Corrective disaster risk management
Corrective disaster risk management activities address and seek to remove or reduce disaster risks, that are already present, and which need to be managed and reduced now. Examples are the retrofitting of critical infrastructure or the relocation of exposed populations or assets.
1. This is achieved through intervening in hazard exposure and vulnerability contexts seeking to eliminate, mitigate or reduce existing risk factors, thus promoting the safety and security of affected populations, businesses, infrastructure, livelihoods and others.
UNDRR Sendai Framework Terminology on Disaster Risk Reduction (2023)
DPWH-led Philippines Seismic Risk Reduction and Resilience Project, Philippines
The metropolitan city of Manila, Philippines, is highly exposed to earthquake hazards, which combined with the vulnerability of buildings and infrastructure leads to a very high risk of loss of life, direct damage and economic losses. For example, in a scenario of a 7.2 magnitude earthquake along the West Valley Fault could result in about 48,000 fatalities and US$48 billion in economic losses.
The World Bank-funded Department of Public Works and Highways (DPWH) project, is aimed at enhancing the safety and seismic resilience of selected public buildings in Manila as well as the agency’s capacity to prepare for and respond to emergencies.

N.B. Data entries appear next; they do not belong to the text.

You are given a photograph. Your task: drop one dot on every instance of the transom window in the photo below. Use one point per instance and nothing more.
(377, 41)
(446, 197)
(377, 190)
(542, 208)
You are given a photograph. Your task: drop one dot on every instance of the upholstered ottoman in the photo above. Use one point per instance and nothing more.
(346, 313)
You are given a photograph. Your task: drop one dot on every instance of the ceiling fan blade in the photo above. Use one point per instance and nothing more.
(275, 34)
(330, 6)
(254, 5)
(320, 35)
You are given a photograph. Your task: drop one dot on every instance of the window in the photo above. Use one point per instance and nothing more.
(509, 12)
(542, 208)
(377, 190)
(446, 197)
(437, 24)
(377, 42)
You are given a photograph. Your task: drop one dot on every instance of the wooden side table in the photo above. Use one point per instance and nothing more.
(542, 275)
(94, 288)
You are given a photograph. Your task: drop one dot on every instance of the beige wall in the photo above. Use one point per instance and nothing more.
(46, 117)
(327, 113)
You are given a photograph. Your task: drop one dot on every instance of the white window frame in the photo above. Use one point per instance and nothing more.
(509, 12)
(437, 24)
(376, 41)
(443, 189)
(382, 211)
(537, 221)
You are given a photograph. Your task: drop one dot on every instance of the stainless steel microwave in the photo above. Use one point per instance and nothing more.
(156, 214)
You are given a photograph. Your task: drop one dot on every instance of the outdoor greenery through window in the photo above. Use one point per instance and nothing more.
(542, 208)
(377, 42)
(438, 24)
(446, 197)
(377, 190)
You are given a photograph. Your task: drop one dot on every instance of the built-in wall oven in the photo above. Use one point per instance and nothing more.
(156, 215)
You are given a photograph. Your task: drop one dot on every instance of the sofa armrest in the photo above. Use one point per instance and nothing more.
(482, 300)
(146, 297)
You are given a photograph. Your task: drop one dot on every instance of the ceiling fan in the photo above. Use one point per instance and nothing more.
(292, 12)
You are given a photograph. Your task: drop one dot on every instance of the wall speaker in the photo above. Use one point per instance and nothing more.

This project will improve public facilities’ resilience for multi-hazards, by retrofitting about 425 priority buildings, including schools and health centers in accordance with the most up-to-date seismic and wind loading provisions of the National Structural Code of the Philippines (NSCP), 2015. Along with reducing building damage and potential casualties, additional benefit of the scaled-up retrofitting activities is the provision of higher-skilled, labour-intensive jobs in the short to medium term, thereby broadening the capacity for retrofitting in the national construction industry.